All three strategies present the same DataFormatWriter interface to the pipeline.

Subfilters and nested layers

Format readers can emit child Layers when they encounter embedded content in a different format (HTML inside JSON, Markdown inside CSV). The child reader is resolved via a SubfilterResolver injected by the FormatRegistry.
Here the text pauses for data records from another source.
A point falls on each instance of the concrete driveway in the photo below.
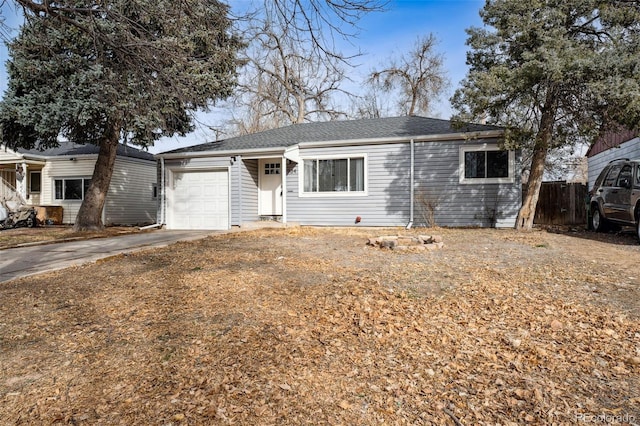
(24, 261)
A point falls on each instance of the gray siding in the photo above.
(249, 191)
(130, 198)
(629, 149)
(388, 199)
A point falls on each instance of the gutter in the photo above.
(423, 138)
(195, 154)
(289, 151)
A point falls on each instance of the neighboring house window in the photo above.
(486, 164)
(334, 175)
(35, 179)
(272, 168)
(71, 189)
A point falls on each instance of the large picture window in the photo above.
(486, 164)
(71, 189)
(334, 175)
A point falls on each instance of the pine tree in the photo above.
(553, 72)
(115, 70)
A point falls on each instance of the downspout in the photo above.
(284, 189)
(411, 191)
(159, 220)
(241, 201)
(163, 193)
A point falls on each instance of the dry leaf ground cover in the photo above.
(311, 326)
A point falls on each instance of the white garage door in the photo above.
(200, 200)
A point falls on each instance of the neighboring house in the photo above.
(59, 176)
(624, 144)
(371, 172)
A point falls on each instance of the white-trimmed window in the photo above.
(71, 189)
(334, 175)
(486, 164)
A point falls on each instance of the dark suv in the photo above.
(615, 197)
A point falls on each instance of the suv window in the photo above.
(612, 175)
(625, 173)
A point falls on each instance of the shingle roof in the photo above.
(71, 149)
(374, 128)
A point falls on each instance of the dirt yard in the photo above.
(312, 326)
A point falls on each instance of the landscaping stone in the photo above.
(407, 243)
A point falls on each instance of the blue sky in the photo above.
(381, 36)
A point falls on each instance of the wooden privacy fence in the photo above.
(561, 203)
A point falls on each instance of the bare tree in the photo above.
(319, 22)
(419, 76)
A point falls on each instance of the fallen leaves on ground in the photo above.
(311, 326)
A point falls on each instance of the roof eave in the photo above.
(418, 138)
(338, 142)
(220, 153)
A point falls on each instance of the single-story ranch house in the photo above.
(56, 178)
(402, 171)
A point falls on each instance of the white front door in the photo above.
(270, 172)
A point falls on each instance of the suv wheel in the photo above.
(597, 221)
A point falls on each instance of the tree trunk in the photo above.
(90, 214)
(527, 212)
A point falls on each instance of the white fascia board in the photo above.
(292, 153)
(259, 152)
(290, 150)
(423, 138)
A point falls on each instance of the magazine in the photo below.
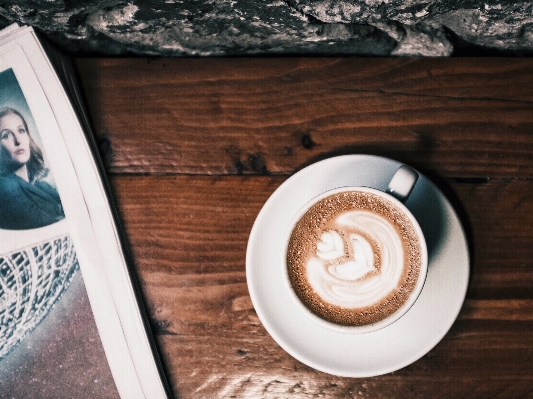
(71, 320)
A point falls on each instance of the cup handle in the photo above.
(402, 183)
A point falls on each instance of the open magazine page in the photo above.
(49, 343)
(60, 253)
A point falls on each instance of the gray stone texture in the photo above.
(280, 27)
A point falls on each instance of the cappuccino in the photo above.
(354, 257)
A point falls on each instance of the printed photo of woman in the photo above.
(27, 201)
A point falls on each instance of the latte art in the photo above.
(354, 258)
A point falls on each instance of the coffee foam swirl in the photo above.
(354, 258)
(352, 279)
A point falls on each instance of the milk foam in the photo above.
(345, 274)
(354, 257)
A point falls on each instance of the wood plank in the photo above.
(189, 236)
(197, 227)
(472, 118)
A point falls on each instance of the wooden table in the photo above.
(194, 148)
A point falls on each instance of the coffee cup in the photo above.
(354, 259)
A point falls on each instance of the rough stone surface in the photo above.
(280, 27)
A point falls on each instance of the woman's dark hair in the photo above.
(35, 165)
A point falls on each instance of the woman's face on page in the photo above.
(14, 140)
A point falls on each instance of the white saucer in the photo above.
(395, 346)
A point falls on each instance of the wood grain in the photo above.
(189, 236)
(194, 148)
(274, 116)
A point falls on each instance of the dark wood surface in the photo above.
(194, 147)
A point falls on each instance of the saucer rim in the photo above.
(274, 330)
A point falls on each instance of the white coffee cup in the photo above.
(398, 191)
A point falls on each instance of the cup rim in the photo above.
(367, 328)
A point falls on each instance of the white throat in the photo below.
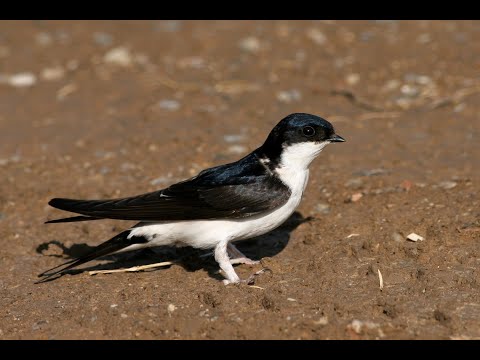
(294, 163)
(299, 156)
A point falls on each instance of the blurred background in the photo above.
(97, 109)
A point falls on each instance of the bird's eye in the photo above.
(308, 131)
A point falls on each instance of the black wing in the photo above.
(236, 190)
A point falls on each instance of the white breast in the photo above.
(293, 171)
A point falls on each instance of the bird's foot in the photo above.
(249, 281)
(244, 260)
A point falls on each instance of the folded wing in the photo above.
(215, 193)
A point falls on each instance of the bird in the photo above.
(219, 206)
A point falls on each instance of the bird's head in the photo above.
(297, 139)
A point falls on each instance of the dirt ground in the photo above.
(103, 109)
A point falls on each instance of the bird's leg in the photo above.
(221, 256)
(237, 257)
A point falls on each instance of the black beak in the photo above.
(336, 138)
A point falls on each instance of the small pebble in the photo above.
(316, 36)
(355, 197)
(322, 321)
(352, 79)
(170, 105)
(25, 79)
(397, 237)
(354, 183)
(43, 39)
(250, 44)
(322, 208)
(409, 90)
(52, 73)
(414, 237)
(288, 96)
(447, 185)
(118, 56)
(103, 39)
(424, 38)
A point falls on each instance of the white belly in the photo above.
(208, 233)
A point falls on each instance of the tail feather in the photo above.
(116, 243)
(72, 219)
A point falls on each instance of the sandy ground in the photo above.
(111, 109)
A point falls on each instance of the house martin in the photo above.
(219, 206)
This mechanism is defined in AD-002: Content Model — format readers just implement SubfilterAware and declare patterns in their config.

Implementing a new format

To add a new format:

  1. Create core/formats/<name>/ with reader.go, writer.go, and config.go.
  2. Implement DataFormatReader by embedding BaseFormatReader and providing the format-specific parse logic.
  3. Implement DataFormatWriter by embedding BaseFormatWriter and providing the format-specific serialize logic.
  4. Populate every field on each inline-code run for any inline markup — ID, Type/SubType, Data, Disp, Equiv, Constraints (AD-002: Content Model).
  5. Pick a skeleton strategy appropriate to the format's structure.
  6. Register the reader and writer factories in core/formats/register.go via an init() call.
  7. If the format can host embedded content, implement SubfilterAware and accept Subfilters []SubfilterMapping in the config.
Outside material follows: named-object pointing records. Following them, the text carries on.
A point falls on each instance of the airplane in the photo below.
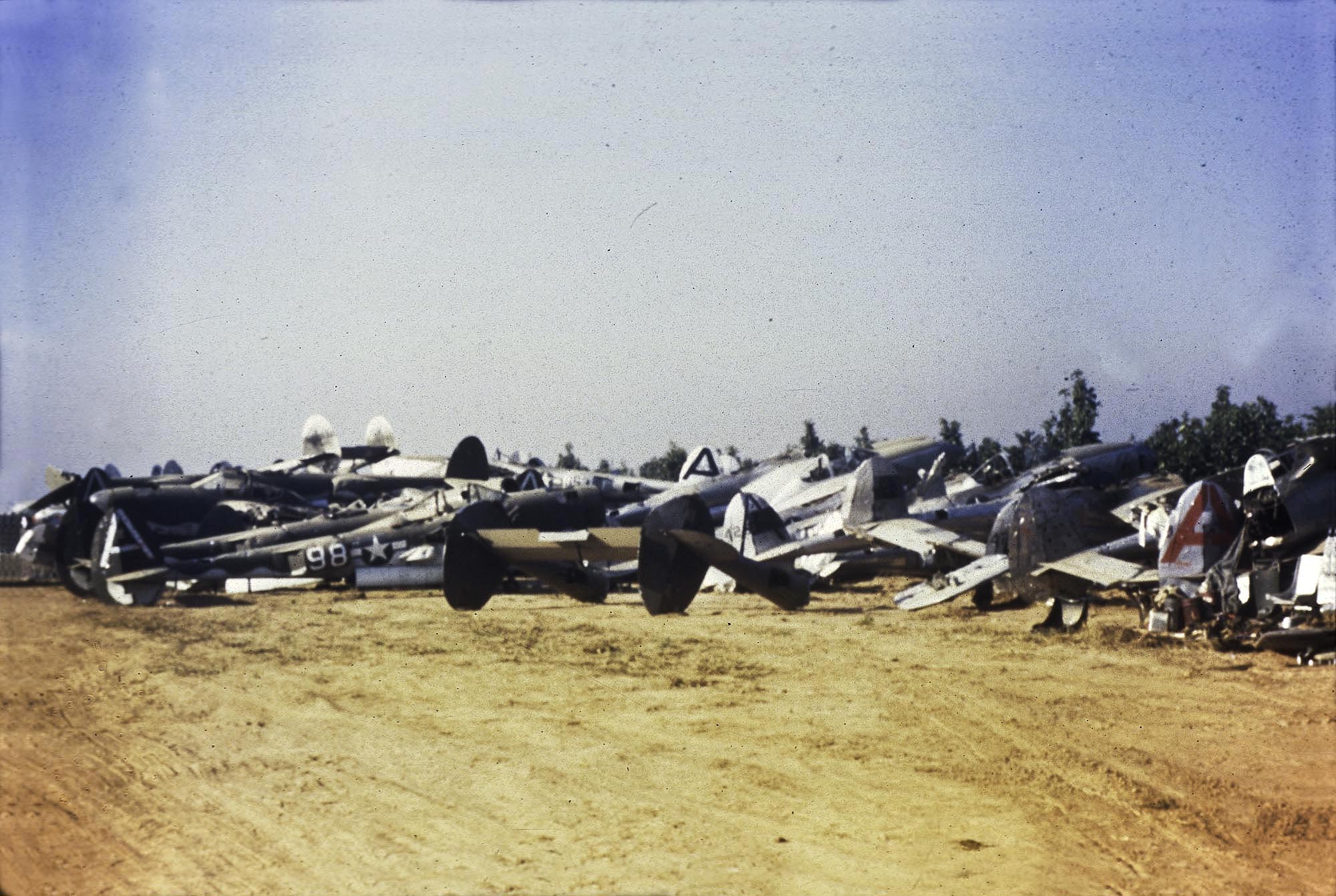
(233, 500)
(552, 536)
(1008, 529)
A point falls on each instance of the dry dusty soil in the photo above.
(328, 743)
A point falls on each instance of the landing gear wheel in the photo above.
(71, 566)
(145, 594)
(983, 596)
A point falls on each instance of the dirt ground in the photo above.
(324, 743)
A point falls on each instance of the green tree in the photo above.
(1321, 420)
(1031, 448)
(1073, 424)
(1230, 435)
(568, 460)
(667, 465)
(812, 443)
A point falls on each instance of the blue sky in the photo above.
(630, 224)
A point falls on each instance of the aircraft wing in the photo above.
(944, 588)
(534, 547)
(923, 537)
(1102, 570)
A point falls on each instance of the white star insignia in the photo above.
(376, 551)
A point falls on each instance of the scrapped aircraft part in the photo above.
(381, 435)
(924, 539)
(707, 463)
(57, 479)
(528, 481)
(470, 460)
(556, 511)
(574, 580)
(113, 537)
(1064, 616)
(257, 586)
(670, 572)
(471, 571)
(1051, 525)
(1326, 591)
(319, 437)
(418, 576)
(73, 567)
(944, 588)
(753, 527)
(1258, 475)
(1204, 525)
(228, 517)
(1102, 570)
(874, 492)
(933, 484)
(785, 588)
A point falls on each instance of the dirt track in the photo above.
(315, 744)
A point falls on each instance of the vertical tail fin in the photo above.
(319, 437)
(380, 435)
(470, 460)
(753, 527)
(707, 463)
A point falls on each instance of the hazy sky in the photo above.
(630, 224)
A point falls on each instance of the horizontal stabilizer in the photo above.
(606, 544)
(941, 590)
(786, 588)
(1102, 570)
(923, 537)
(154, 574)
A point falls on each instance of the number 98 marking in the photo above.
(316, 556)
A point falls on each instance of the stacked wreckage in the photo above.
(1246, 557)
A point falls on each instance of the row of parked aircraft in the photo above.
(1235, 548)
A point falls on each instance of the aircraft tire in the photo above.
(70, 570)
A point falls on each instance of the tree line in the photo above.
(1191, 447)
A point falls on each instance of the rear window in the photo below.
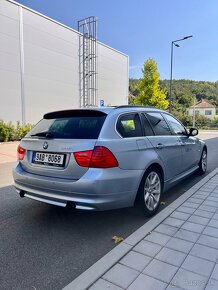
(74, 127)
(129, 125)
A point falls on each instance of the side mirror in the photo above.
(193, 132)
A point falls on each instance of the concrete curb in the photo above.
(91, 275)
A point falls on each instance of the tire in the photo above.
(203, 162)
(150, 191)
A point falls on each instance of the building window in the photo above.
(208, 112)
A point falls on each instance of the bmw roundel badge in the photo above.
(45, 145)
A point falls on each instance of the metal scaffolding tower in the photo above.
(88, 61)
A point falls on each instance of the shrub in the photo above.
(9, 132)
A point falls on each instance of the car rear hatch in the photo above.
(51, 144)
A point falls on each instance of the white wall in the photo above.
(51, 63)
(10, 75)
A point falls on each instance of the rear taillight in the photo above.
(99, 157)
(20, 153)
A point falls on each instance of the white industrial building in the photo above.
(39, 66)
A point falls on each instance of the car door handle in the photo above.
(180, 143)
(160, 146)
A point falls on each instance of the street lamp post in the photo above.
(174, 42)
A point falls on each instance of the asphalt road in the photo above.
(45, 247)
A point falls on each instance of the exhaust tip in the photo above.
(22, 193)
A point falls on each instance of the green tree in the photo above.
(150, 93)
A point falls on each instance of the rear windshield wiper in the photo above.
(43, 134)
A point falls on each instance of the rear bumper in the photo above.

See Implementing Formats for a walkthrough, and Skeleton Store for the preferred skeleton strategy details.

Consequences

  • Format readers emit the same streaming Part protocol regardless of source format, so tools never need format-specific code.
  • Format writers replay Run.Data verbatim via RenderRunsWithData (AD-002: Content Model), so roundtrip fidelity is inherited from the content model.
  • Native, plugin, and bridge formats coexist in one registry; the pipeline treats them identically.
  • MIME/extension/magic/content cascade resolves most files without user configuration; ambiguous cases fall back to explicit format flags.
  • Three skeleton strategies cover the full span of file formats from streaming text to zip-packaged markup.
  • New formats plug in by adding a directory and registering in init(); no core changes needed.
  • SkeletonStore gives bounded memory for large markup documents, at the cost of a temp file and a binary protocol between reader and writer.